"Munculnya Perguruan Tinggi Badan Hukum sebagaimana yang diatur dalam UU Dikti, menciptakan paradoks rasionalitas yang secara nalar hukum menimbulkan contradictio in terminis"
Sidang Uji Materi (Judicial Review) terhadap UU No. 12 Tahun 2012 tentang Pendidikan Tinggi (UU Dikti), yang diajukan oleh Komite Nasional Pendidikan Tinggi (KNP) kembali di gelar di Mahkamah Konstitusi (MK), Kamis (30/5/2013).
Dalam sidang tersebut, KNP menghadirkan keterangan ahli, yaitu Prof. Dr. Henry Alexis Rudolf (HAR) Tilaar sebagai ahli pendidikan, dan Dr. Dian Puji Simatupang sebagai ahli hukum.
Dalam keterangannya, Tilaar secara tegas menyatakan pengelolaan pendidikan tinggi dalam UU Dikti, berimplikasi tersingkirnya mahasiswa dari keluarga miskin, sehingga UU ini tidak sesuai dengan jiwa UUD 1945.
Tilaar, yang juga pengagum berat Ibu Teresa, mengangkat fakta bahwa Indonesia masih merupakan negara berkembang dengan tingkat kemiskinan yang masih cukup tinggi.

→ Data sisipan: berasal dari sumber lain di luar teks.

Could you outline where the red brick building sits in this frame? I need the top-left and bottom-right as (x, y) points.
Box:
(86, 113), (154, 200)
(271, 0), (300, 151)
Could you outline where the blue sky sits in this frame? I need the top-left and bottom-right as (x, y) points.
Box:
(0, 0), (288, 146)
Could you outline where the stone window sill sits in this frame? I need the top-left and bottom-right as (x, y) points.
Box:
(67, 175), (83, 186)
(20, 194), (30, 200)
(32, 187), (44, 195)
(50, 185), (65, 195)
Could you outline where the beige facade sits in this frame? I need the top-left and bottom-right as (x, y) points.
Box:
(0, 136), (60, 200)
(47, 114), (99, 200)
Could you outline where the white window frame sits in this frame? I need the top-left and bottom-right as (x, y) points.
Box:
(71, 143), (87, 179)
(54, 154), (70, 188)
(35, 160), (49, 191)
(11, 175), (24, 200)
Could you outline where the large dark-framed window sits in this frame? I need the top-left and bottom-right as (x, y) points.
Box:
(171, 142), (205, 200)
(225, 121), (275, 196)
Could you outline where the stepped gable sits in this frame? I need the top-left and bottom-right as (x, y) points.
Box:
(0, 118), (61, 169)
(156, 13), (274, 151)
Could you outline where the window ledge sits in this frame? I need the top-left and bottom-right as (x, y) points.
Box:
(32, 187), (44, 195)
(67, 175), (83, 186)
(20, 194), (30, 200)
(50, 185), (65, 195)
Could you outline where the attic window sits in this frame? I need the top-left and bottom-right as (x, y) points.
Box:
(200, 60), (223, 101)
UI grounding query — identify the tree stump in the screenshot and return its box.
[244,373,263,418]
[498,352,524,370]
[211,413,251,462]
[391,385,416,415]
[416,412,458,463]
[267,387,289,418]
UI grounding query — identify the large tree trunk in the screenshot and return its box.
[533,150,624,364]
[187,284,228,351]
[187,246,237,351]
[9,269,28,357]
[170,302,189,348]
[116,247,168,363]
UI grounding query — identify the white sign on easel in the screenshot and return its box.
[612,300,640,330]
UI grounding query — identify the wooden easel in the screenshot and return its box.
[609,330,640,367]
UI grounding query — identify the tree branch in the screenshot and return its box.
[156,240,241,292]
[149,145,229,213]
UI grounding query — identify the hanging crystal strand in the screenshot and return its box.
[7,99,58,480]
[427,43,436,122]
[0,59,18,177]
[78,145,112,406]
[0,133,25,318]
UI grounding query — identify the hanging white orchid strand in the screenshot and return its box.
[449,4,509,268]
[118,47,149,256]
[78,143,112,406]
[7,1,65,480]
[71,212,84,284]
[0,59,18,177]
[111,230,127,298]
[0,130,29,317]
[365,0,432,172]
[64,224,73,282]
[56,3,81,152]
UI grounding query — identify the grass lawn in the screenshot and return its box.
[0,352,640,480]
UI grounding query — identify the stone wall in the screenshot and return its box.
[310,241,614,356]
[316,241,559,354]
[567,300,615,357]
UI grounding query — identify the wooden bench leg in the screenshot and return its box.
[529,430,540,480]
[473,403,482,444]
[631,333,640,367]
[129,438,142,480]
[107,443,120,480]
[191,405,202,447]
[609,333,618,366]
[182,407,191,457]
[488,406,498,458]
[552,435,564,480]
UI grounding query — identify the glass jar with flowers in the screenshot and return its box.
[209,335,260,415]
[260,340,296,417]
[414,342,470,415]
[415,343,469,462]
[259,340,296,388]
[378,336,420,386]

Karena itu, menurutnya, perlu ada kesempatan yang seluas-luasnya pada semua warga negara untuk mengembangkan bakatnya. Apalagi, Pendidikan Tinggi merupakan investasi karena mempunyai “rate of returns” yang cukup besar sebagai modal kultural, dan modal sosial ekonomi.
Sementara, ahli hukum Dian Puji Simatupang menyatakan, munculnya Perguruan Tinggi Badan Hukum sebagaimana yang diatur dalam UU Dikti, menciptakan paradoks rasionalitas yang secara nalar hukum menimbulkan contradictio in terminis.
Pasalnya, pemerintah memberikan penugasan kepada PTN badan hukum untuk menyelenggarakan fungsi pendidikan tinggi yang terjangkau oleh masyarakat. Padahal, sejatinya sebuah badan hukum mempunyai kepentingan sendiri karena mempunyai kekayaan yang dipisahkan dari kekayaan negara.